At the time of a user query, using a multi request algorithm, the client fetches data from the server, decrypts it and tries to find matches for the user query. The client can support range queries and full text search out of this end-to-end encrypted database. On the performance aspect, with a real world use case of 1GB index, just 150KB of data must be transferred on average over three requests to fetch the results back. In full text search terms, 250MB of data can be queried in around 500msec which even though slow, may not be prohibitively slow for some use cases. Insert queries also may take around the same time. The number of requests needed to fetch the query results grows logarithmically with the data size.

End to end database encryption is an interesting field of research. MIT’s CryptDB is also a well known end-to-end encrypted database. Based in a research paper and hosted in GitHub, it claims just 14.5% performance degradation for phpBB and 26% for TPC-C query load compared to unmodified MySQL. CryptDB is in research prototype stage.

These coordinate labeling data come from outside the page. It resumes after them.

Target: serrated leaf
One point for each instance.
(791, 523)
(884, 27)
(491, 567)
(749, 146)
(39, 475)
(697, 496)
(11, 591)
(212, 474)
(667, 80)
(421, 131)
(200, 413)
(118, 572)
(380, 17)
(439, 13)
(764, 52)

According to ZeroDB’s Co-founder, ZeroDB can offer exposing less information about your data together with better performance in high concurrency loads (and worse in low) since queries are handled by the client. CryptDB can also only search for a keyword in text, whereas ZeroDB allows for full text search. Active research in the area has advanced as far as proposing complete end-to-end architecture for data confidentiality.

All these are bold claims and since the product is still in closed beta, one needs to wait for the final product to arrive to see if it will be a step towards our current state.